Flujo práctico para autónomos y pequeñas empresas que contratan a su primer trabajador en España, basado en orientación oficial.

Contratar al primer trabajador en España no va de un gran formulario. Va de hacer varios pasos en el orden correcto.

La forma más segura de pensarlo es esta: primero, asegúrate de que puedes actuar como empleador antes de que la persona empiece a trabajar. Después elige el contrato adecuado, da de alta al trabajador en la Seguridad Social dentro de plazo, firma y conserva la documentación correcta, y comunica el contrato a los servicios públicos de empleo.

Esta guía está escrita para autónomos y pequeñas empresas que hacen su primera contratación y quieren un flujo prudente, limpio y basado en orientación oficial.

Empieza por la inscripción como empleador

Si vas a contratar trabajadores por primera vez, la Seguridad Social indica que debes solicitar tu propia inscripción como empresa antes de que empiece la actividad laboral. Para un autónomo puede sonar raro: sigues siendo trabajador por cuenta propia, pero también pasas a ser empleador a efectos de Seguridad Social.

Esta es la primera puerta administrativa.

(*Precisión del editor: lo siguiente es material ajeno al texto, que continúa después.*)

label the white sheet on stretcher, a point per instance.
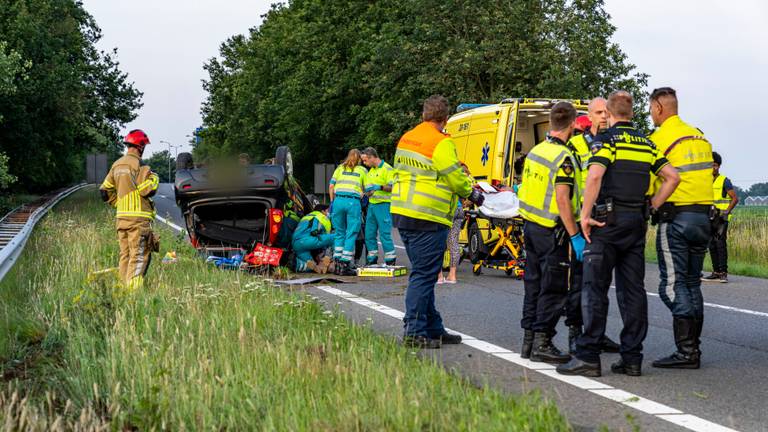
(502, 205)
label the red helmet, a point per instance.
(582, 123)
(137, 138)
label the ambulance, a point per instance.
(493, 139)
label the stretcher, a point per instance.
(498, 240)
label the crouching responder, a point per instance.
(310, 240)
(346, 191)
(128, 187)
(378, 220)
(549, 199)
(428, 182)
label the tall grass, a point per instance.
(747, 243)
(202, 349)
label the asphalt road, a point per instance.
(731, 388)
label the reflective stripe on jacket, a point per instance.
(132, 186)
(540, 175)
(688, 150)
(428, 178)
(349, 182)
(379, 176)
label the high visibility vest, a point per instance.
(537, 190)
(580, 148)
(349, 182)
(379, 176)
(321, 217)
(132, 186)
(720, 201)
(428, 178)
(690, 153)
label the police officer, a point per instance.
(428, 181)
(580, 144)
(312, 234)
(549, 198)
(684, 227)
(378, 220)
(346, 190)
(614, 205)
(725, 200)
(128, 187)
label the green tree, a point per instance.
(159, 162)
(323, 77)
(74, 98)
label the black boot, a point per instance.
(573, 333)
(687, 355)
(525, 351)
(545, 351)
(607, 345)
(580, 367)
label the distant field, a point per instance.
(747, 243)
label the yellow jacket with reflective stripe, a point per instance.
(131, 186)
(346, 182)
(379, 176)
(428, 178)
(720, 201)
(580, 149)
(686, 148)
(537, 189)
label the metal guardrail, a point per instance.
(11, 251)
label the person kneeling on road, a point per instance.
(428, 180)
(310, 240)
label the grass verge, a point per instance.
(203, 349)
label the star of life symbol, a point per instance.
(484, 157)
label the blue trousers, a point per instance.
(346, 219)
(681, 246)
(425, 251)
(304, 245)
(379, 219)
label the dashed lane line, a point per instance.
(631, 400)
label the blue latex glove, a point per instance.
(578, 244)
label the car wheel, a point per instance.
(284, 159)
(184, 161)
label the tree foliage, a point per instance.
(70, 98)
(323, 77)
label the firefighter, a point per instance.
(428, 181)
(580, 145)
(684, 227)
(346, 190)
(311, 238)
(613, 220)
(378, 186)
(549, 200)
(725, 199)
(128, 187)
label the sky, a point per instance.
(713, 53)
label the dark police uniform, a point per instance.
(628, 157)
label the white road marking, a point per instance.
(170, 224)
(632, 400)
(719, 306)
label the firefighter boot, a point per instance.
(687, 355)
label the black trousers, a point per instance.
(718, 251)
(621, 247)
(546, 278)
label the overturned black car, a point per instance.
(233, 205)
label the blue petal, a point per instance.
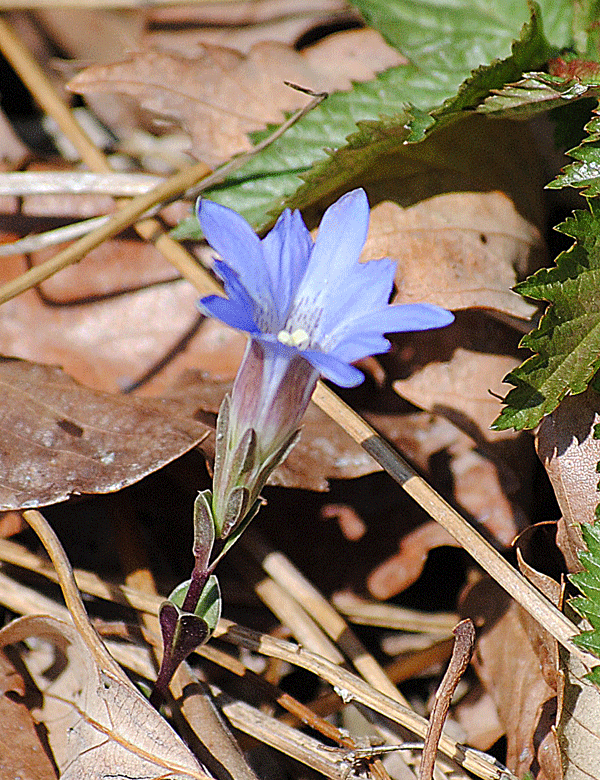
(395, 319)
(340, 240)
(238, 245)
(333, 368)
(359, 346)
(230, 312)
(286, 251)
(365, 287)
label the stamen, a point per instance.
(298, 338)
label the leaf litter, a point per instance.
(465, 236)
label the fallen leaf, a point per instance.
(510, 671)
(218, 94)
(458, 371)
(241, 25)
(60, 438)
(458, 250)
(566, 446)
(476, 476)
(98, 727)
(325, 451)
(22, 752)
(112, 318)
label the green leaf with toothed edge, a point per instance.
(339, 141)
(588, 605)
(567, 341)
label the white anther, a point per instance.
(298, 338)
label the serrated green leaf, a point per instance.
(588, 582)
(586, 14)
(414, 28)
(584, 173)
(534, 94)
(567, 341)
(403, 104)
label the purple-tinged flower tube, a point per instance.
(311, 309)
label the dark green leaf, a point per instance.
(534, 94)
(567, 341)
(326, 151)
(588, 582)
(585, 172)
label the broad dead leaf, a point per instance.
(510, 671)
(241, 25)
(566, 446)
(22, 752)
(98, 727)
(458, 250)
(112, 318)
(324, 451)
(219, 94)
(59, 438)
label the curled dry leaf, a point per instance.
(219, 94)
(241, 25)
(30, 761)
(566, 446)
(99, 727)
(59, 438)
(458, 371)
(113, 317)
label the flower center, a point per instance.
(298, 338)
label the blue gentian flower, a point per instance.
(311, 309)
(316, 299)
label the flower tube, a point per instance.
(311, 309)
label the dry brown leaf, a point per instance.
(94, 35)
(577, 729)
(218, 94)
(476, 713)
(59, 438)
(458, 250)
(111, 318)
(567, 448)
(325, 451)
(98, 727)
(22, 753)
(479, 482)
(510, 671)
(458, 371)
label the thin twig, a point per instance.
(71, 594)
(24, 183)
(353, 688)
(375, 613)
(483, 766)
(461, 656)
(524, 593)
(283, 571)
(39, 241)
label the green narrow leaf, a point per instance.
(534, 94)
(348, 132)
(584, 173)
(567, 341)
(588, 582)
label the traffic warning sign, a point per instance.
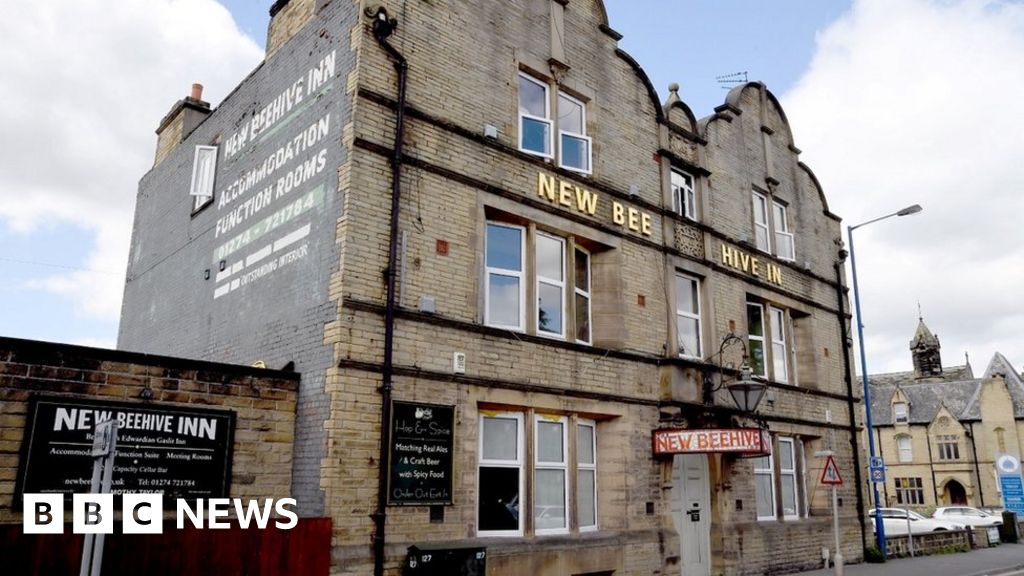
(830, 474)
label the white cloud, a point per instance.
(916, 101)
(85, 85)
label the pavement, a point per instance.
(1005, 560)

No la dejes para después de que la persona haya empezado.

Para empresarios individuales, la Seguridad Social enumera tres documentos principales: el modelo oficial de solicitud, el documento identificativo del titular de la empresa o empresario individual, y el documento emitido por el Ministerio de Economía y Hacienda que asigna el número de identificación fiscal en el que conste la actividad económica de la empresa. Las sociedades tienen requisitos documentales adicionales, como documentos de constitución y acreditación de la representación de quien firma la solicitud.

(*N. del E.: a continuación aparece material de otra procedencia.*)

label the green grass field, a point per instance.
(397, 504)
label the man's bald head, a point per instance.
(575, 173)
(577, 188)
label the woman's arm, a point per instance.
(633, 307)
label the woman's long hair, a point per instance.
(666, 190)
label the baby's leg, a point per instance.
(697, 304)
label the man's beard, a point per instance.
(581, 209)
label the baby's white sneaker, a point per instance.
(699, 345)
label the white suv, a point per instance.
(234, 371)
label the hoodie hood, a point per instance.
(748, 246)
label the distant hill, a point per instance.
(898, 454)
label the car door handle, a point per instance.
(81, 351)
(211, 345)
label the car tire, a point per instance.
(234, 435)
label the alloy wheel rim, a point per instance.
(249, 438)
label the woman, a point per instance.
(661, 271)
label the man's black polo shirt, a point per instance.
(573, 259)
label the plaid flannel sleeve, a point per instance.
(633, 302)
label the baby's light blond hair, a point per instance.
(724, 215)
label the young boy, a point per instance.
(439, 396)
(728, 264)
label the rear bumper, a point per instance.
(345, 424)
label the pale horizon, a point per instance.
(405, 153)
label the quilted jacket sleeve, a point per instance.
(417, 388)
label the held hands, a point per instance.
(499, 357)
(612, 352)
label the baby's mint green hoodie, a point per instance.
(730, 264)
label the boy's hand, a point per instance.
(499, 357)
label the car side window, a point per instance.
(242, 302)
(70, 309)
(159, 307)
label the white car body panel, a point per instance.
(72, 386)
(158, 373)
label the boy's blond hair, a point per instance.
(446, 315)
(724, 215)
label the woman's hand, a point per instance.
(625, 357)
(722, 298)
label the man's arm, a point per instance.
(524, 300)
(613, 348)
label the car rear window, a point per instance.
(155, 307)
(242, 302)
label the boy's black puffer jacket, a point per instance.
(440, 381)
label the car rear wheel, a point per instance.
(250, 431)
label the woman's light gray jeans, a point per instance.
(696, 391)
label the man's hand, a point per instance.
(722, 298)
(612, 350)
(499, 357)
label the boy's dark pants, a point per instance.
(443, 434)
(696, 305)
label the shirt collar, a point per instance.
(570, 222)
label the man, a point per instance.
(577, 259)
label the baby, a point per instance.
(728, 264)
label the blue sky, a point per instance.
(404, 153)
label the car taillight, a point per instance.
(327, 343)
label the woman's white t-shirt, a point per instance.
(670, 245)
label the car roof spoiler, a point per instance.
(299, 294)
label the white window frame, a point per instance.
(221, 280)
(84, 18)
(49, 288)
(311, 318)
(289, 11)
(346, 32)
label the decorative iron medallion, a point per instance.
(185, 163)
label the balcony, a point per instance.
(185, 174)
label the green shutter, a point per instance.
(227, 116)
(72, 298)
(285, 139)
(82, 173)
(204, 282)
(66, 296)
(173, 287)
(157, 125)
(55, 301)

En la práctica, antes de ofrecer una fecha de inicio, prepara:

  • Tus datos de identificación como empleador.
  • Tu información fiscal y de actividad económica.
  • El centro de trabajo o lugar donde trabajará la persona contratada.
  • Acceso a los servicios electrónicos de la Seguridad Social que correspondan, si vas a tramitar online.
  • Una carpeta para el contrato laboral, la evidencia del alta en Seguridad Social y la prueba de comunicación al SEPE.

Este primer paso suele subestimarse porque todavía no parece “contratar”. Pero es lo que permite que el resto del proceso no se improvise la primera mañana del trabajador.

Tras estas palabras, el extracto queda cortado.